Restrict Possible Usernames Explanation of \D

Tell us what’s happening:
I got this challenges right after putting \D/ig and D only matches non-numbers character but on the question it says.“The only numbers in the username have to be at the end. There can be zero or more of them at the end.” meaning i could also find for numbers on my code.
Can someone explain to me how the \D character summarises them all?

Your code so far


let username = "JackOfAllTrades";
let userCheck = /\D/ig; // Change this line
let result = userCheck.test(username);

Your browser information:

User Agent is: Mozilla/5.0 (Windows NT 10.0; Win64; x64) AppleWebKit/537.36 (KHTML, like Gecko) Chrome/72.0.3626.109 Safari/537.36.

Link to the challenge:
https://learn.freecodecamp.org/javascript-algorithms-and-data-structures/regular-expressions/restrict-possible-usernames

It’s best to describe the regex you want in English first, then write it in regex syntax. Eventually you’ll skip right to “thinking in regexes”, but the extra step is very useful for starting out. The trick is to translate the three rules into a single statement on what the regex should be. I’ll just give you the English version for this particular one:

“A username starts with two or more letters, followed by zero or more digits at the end. A username is not case-sensitive.”
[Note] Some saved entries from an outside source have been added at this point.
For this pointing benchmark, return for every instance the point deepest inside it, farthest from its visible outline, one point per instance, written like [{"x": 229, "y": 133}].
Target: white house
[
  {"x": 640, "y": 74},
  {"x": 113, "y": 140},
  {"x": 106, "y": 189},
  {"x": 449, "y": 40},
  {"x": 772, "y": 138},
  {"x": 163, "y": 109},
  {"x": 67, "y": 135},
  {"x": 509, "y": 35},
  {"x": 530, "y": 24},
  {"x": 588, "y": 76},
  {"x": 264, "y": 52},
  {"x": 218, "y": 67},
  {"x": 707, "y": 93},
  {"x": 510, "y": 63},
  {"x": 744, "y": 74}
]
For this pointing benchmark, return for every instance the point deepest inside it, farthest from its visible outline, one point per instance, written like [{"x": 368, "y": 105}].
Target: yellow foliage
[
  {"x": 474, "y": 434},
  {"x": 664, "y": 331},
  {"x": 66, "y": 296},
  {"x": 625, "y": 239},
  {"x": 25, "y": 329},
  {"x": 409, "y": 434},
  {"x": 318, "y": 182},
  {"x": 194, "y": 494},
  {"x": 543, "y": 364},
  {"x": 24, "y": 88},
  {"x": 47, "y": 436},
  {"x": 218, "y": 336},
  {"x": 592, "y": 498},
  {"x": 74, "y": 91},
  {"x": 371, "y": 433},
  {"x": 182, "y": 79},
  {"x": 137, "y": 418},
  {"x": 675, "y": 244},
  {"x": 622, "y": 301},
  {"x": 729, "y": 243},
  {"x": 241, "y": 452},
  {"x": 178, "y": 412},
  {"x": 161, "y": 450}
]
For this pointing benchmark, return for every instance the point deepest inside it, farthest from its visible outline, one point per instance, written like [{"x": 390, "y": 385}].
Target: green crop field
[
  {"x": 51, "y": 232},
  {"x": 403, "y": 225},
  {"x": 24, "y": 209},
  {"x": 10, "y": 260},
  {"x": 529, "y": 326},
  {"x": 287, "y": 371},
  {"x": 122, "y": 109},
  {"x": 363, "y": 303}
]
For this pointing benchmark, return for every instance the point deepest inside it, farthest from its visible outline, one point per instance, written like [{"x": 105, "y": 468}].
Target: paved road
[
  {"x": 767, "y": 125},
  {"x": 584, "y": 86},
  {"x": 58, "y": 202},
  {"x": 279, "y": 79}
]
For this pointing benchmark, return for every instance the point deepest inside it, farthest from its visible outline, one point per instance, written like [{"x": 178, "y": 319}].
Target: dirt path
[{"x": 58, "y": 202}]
The “starts with” and “at the end” should clue you in that you need the ^ and $ tokens in your regex. You already know from the previous lessons how to say “two or more” and “zero or more” at this point, so all that’s left is to fill in the syntax for “letter” and “digit” and assemble it all into one regex.

Hopefully that’s enough hints to get you the rest of the way. Try writing the regex and give a shout if you’re still stuck.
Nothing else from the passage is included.